Why the Corona Recession Is Different Than the Great Recession

The Great Recession began as a plague of capital. The Collateralized Debt Obligations and Mortgage Backed Securities got sick first. The real economy got sick later once people couldn’t afford to stay in their homes but couldn’t afford to sell them either.

Throughout the Great Recession, the working class in general, and service workers in particular, kept everything running— as they always do. Economists call the Service sector “acyclic” which means it is comparatively resistant to the boom and bust cycles of capitalism. People didn’t stop buying haircuts or eating at restaurants during the Great Recession. You still need haircuts, food, and medical care, even if there is havoc in the fictive economy of the stock markets. The Service sector is our life preserver.

The corona recession is a consequence of an actual material plague. People are getting sick first, then the economy is getting sick because people can’t show up for work. The Service sector kept us afloat last time, but we need to shut it down for material epidemiological reasons. We are about to be adrift without our life preserver.

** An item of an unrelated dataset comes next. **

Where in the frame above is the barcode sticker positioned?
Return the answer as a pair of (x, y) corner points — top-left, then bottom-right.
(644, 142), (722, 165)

Working people make everything: meals, haircuts, medicine and medical care, culture, housing— everything. For all the emphasis we put on the ups and downs of financial assets, stocks alone have never made anything. We say that capital investment makes the economy move, but it only does so because it commands labor. Without labor, stocks and bonds are inert. A stock has never made you a meal or cared for you when you were sick, and neither has a CEO (putting aside publicity appearances here or there).

This makes the corona recession materially different from the last one. If we don’t protect working people through this crisis, we will incur a tremendous human cost. And if the economy is your concern, know that it will never recover unless the working class comes out of this crisis in a strong position. If working people get sick and starve, there will be less food and less medical care as a result. Then more people will get sick and starve. An economic contagion to match the viral contagion.

So what should we do? The tactics we used last time won’t work this time. It’s debatable whether they worked last time. The government used targeted stimulus to keep the financial, automotive, and real estate industries operating. We can’t keep the services sector open. So we need to apply our stimulus directly to working people.

In the short term, we need to get direct cash payments into the hands of every working person in the country. We need that money to stay fed and healthy, which society needs in order to recover when the crisis passes. And long term, we need to make sure working class people share in the prosperity that we create. The risk of this crisis would be far lessened if the working class wasn’t in such poor shape to begin with. The working class needs an ownership stake in the economy, savings, and a robust safety net to make it through times like these.